Evaluating Complex Interventions
Theme Lead: Steve Cummins (LSHTM)
Generating robust evidence on the impacts and cost-effectiveness of public health programmes, polices and interventions and translating this evidence into practice is central to health improvement in low, middle and high income settings. With decreasing returns from downstream behaviour change interventions, many of the major challenges for public health lie in the generation of high quality causal evidence for upstream social and environmental interventions that have an impact on health and health inequalities where the ‘gold-standard’ randomised controlled trial may not be practical or possible. Rigorous development and evaluation of contemporary programmes, policy innovations and of health system change, now often thought of as complex interventions, require highly-trained interdisciplinary researchers to evaluate and understand how these interventions work, for whom, and in what circumstances.

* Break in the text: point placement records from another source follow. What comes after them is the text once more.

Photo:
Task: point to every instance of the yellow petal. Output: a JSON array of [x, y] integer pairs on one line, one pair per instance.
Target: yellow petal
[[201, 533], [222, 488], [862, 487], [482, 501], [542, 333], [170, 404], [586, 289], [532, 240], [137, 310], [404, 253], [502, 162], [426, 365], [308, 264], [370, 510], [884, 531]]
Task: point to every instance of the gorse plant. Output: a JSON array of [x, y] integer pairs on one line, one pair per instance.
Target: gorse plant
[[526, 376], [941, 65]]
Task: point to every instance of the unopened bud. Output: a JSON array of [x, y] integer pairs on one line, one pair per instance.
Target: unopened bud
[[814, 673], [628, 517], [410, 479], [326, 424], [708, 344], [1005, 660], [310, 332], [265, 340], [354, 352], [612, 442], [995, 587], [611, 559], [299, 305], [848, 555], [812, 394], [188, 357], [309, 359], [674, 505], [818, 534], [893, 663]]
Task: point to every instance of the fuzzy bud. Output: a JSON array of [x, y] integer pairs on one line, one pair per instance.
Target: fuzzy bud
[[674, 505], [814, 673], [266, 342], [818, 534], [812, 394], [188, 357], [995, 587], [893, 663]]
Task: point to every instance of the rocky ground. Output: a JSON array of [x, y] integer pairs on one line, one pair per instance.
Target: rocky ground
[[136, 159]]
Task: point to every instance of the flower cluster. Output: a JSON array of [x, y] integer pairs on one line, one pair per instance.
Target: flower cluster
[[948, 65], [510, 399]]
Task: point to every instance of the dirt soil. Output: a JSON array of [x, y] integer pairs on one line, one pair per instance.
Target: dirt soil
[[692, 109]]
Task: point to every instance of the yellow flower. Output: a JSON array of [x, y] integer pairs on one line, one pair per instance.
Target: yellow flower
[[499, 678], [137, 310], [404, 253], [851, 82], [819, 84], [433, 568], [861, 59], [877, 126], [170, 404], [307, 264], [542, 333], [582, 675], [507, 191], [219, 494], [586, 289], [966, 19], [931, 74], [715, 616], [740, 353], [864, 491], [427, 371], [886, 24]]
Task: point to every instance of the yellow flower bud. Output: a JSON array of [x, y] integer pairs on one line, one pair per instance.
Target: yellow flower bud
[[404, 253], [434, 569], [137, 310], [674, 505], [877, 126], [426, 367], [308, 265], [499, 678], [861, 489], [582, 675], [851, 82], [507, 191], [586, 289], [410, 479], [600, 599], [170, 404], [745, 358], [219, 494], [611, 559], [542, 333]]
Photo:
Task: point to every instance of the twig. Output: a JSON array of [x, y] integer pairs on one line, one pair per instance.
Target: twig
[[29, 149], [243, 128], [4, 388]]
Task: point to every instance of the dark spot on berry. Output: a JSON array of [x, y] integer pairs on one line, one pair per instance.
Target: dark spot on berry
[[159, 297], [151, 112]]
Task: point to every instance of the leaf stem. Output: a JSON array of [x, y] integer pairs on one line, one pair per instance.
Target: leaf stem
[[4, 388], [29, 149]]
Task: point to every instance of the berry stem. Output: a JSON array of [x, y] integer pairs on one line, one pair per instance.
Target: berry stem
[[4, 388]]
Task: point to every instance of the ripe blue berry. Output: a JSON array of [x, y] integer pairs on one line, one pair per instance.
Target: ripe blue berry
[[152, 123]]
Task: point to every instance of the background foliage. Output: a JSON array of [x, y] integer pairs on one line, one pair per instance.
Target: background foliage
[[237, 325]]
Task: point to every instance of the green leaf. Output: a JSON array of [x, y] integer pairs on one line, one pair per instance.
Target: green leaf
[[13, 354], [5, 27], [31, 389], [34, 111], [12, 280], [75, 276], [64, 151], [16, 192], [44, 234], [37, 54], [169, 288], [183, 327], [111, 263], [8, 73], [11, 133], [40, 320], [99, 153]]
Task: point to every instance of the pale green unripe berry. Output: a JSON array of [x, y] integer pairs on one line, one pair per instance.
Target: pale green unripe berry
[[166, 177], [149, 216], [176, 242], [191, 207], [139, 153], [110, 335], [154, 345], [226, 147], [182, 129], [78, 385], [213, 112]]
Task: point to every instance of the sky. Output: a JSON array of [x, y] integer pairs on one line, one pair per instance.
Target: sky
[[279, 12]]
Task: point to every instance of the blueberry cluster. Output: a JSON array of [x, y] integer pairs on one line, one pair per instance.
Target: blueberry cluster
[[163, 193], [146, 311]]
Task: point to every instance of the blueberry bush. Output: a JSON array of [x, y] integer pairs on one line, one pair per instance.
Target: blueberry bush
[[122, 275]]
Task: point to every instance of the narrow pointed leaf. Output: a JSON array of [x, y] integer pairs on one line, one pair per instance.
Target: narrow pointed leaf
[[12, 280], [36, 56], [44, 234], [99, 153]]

LSHTM is at the forefront of research and training in this area with a unique breadth and depth of expertise in trial methodology (including pragmatic trials), the utility and use of non-randomised evaluation designs (such as quasi-experimental designs, natural experiments, interrupted controlled time-series and ‘big’ data), process and implementation evaluation (tackling issues of context and complexity in implementation) and health economic evaluation. SGUL has ongoing projects (supported by NIHR, the National Prevention Research Initiative and MIND) which would lend themselves to application of these techniques, including trials to promote physical activity and evaluations of urban rehousing and of peer support in mental health care.

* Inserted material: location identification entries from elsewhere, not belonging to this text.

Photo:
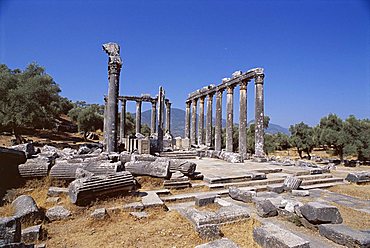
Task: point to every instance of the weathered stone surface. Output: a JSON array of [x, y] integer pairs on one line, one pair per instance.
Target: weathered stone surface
[[155, 168], [266, 209], [10, 230], [344, 235], [241, 195], [292, 182], [57, 191], [300, 192], [83, 190], [99, 213], [32, 234], [57, 213], [320, 213], [25, 208], [220, 243], [270, 235], [203, 200]]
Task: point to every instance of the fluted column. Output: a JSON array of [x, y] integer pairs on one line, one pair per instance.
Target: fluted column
[[201, 122], [187, 120], [153, 118], [123, 120], [138, 116], [209, 121], [168, 117], [218, 124], [259, 115], [194, 122], [229, 118], [243, 120]]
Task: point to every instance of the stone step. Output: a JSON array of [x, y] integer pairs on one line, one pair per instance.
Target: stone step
[[321, 181], [322, 185]]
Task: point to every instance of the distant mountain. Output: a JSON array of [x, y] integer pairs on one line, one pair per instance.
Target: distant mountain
[[178, 123]]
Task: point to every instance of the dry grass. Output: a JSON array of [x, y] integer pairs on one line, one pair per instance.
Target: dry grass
[[354, 190], [353, 218], [241, 232]]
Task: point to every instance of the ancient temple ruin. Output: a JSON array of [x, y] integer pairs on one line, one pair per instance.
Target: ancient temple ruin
[[204, 136]]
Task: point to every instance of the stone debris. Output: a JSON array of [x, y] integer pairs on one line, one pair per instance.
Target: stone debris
[[10, 230], [203, 200], [148, 168], [270, 235], [320, 213], [99, 213], [241, 195], [32, 234], [139, 215], [25, 208], [291, 182], [57, 213], [83, 190], [344, 235], [219, 243], [265, 208]]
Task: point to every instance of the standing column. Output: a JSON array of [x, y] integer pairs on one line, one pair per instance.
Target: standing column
[[201, 122], [218, 125], [123, 120], [194, 122], [187, 120], [138, 117], [114, 69], [259, 115], [209, 120], [161, 97], [168, 117], [154, 116], [229, 118], [243, 120]]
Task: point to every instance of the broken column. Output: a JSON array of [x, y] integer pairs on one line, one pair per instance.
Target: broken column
[[209, 120], [243, 120], [138, 117], [259, 113], [229, 119], [123, 120], [153, 119], [114, 69], [168, 116], [218, 125], [194, 122], [201, 122], [187, 120]]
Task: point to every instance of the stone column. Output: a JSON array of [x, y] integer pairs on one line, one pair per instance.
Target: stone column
[[123, 120], [194, 122], [154, 117], [114, 69], [259, 115], [243, 120], [187, 120], [229, 118], [168, 117], [138, 117], [161, 98], [218, 124], [201, 122], [209, 120]]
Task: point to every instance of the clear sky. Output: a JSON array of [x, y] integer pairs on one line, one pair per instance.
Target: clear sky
[[316, 54]]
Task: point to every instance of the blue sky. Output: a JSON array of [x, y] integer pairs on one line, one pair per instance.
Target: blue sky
[[316, 54]]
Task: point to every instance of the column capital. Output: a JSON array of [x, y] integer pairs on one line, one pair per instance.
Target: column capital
[[259, 78]]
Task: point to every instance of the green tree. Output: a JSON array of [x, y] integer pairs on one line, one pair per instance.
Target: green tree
[[302, 138]]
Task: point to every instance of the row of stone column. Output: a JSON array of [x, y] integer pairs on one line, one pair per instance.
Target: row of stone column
[[204, 136], [138, 117]]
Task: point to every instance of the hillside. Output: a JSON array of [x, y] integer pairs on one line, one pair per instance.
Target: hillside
[[178, 123]]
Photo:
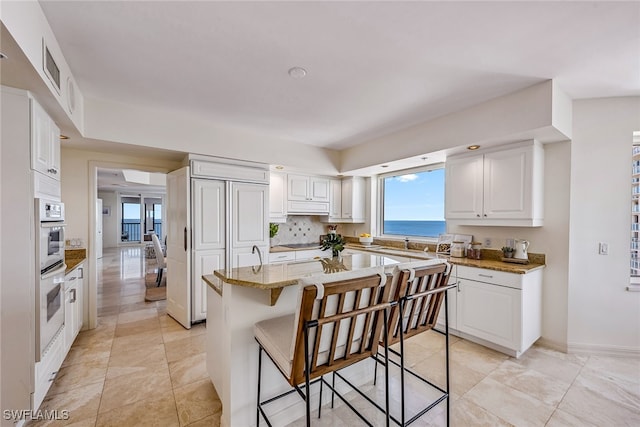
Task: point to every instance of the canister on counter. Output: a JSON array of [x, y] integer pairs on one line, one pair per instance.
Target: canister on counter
[[457, 249], [475, 250]]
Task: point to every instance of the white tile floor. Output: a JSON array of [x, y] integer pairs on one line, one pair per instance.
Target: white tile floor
[[139, 367]]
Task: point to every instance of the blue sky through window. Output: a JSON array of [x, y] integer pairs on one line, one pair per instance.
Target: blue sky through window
[[415, 196]]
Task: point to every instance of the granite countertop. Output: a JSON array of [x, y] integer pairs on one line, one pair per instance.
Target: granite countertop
[[285, 248], [274, 277], [73, 258], [491, 259]]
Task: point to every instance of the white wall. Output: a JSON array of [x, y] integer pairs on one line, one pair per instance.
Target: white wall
[[110, 229], [552, 239], [603, 316]]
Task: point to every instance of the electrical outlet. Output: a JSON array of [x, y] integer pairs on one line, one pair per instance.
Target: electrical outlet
[[603, 248]]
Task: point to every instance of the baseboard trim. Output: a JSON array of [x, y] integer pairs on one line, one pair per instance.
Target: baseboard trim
[[603, 350], [553, 345]]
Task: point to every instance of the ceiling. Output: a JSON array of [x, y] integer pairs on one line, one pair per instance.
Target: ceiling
[[372, 67]]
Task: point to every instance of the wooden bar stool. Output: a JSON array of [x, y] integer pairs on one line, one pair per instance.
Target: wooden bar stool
[[418, 289], [338, 322]]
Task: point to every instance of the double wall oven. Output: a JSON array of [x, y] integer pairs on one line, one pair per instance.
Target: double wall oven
[[50, 261]]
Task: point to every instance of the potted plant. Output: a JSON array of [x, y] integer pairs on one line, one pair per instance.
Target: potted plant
[[273, 230], [335, 242], [508, 251]]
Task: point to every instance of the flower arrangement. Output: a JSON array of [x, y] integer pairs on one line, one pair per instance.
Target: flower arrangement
[[335, 242], [273, 229], [508, 251]]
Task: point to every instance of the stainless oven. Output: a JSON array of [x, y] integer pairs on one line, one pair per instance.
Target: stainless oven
[[50, 224], [51, 268]]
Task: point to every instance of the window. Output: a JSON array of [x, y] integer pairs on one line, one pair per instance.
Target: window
[[413, 202], [635, 207]]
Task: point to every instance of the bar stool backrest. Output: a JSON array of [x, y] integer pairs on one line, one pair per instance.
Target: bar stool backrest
[[348, 308], [419, 313]]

This work aligns with MRC’s strategic research and skills priorities (especially the Environment & Health priority). Our staff have contributed to the development of MRC’s guidance on evaluation of complex interventions (2008), use of natural experiments (2012) and process evaluation in complex interventions (2014) to support work in this area. This theme is also is a strategic research and training initiative for both institutions with the LSHTM Centre for Evaluation established to coordinate and develop research, training and professional development in this area.

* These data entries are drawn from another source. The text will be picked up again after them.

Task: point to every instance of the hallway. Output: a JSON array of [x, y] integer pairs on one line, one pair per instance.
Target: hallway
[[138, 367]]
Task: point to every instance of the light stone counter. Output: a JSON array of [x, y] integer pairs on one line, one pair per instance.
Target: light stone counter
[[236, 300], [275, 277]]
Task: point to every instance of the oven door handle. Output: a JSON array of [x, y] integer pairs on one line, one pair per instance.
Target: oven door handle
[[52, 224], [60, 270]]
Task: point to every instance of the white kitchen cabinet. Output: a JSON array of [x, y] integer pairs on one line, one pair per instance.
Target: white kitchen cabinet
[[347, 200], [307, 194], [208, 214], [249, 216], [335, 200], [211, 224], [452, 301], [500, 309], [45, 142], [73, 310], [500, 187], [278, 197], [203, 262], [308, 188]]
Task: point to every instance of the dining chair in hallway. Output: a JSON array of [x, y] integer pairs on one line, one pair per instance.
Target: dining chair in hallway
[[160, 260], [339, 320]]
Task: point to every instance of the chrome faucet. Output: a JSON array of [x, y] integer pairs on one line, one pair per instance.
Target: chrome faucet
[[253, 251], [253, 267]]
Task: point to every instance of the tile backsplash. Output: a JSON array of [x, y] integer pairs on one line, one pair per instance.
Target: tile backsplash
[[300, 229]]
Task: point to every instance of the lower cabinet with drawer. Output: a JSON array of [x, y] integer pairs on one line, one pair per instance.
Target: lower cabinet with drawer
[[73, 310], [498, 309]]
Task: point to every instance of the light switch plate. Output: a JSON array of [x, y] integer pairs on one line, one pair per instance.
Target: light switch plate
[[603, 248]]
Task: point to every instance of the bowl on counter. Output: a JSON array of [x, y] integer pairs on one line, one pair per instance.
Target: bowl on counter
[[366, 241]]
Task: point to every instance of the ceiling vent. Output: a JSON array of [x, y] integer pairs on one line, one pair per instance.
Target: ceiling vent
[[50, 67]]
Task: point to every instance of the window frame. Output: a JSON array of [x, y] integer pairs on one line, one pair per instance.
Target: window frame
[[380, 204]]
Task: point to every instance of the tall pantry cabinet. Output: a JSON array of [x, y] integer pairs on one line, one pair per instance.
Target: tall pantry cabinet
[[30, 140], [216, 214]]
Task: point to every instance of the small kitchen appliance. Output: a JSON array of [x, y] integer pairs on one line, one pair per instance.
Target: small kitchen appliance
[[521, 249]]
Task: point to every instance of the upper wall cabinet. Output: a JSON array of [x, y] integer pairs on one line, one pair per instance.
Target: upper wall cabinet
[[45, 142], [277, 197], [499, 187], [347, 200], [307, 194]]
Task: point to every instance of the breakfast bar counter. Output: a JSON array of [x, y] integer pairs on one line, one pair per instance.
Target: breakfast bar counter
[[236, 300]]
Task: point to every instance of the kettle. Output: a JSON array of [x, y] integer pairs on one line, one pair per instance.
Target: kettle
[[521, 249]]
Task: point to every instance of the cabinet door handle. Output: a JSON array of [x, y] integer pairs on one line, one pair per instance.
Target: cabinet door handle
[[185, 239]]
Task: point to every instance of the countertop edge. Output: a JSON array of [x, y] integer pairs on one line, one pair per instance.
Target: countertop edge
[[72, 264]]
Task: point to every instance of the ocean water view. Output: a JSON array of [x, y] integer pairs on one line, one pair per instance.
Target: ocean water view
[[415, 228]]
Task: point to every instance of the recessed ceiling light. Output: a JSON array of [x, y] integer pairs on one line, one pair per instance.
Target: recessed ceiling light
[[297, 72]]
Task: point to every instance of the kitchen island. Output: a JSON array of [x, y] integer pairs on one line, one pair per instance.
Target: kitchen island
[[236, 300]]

Training in this theme will equip researchers with the ability to integrate quantitative and qualitative skills in evaluation, and provide an interdisciplinary theoretical foundation in the evaluation of complex public health interventions. Training will be delivered through existing accredited modules and short-courses including Evaluation of Public Health Interventions, Health Care Evaluation, Economic Evaluation, Design & Evaluation of Mental Health Programmes alongside generic teaching in epidemiological methods and study design, and qualitative approaches.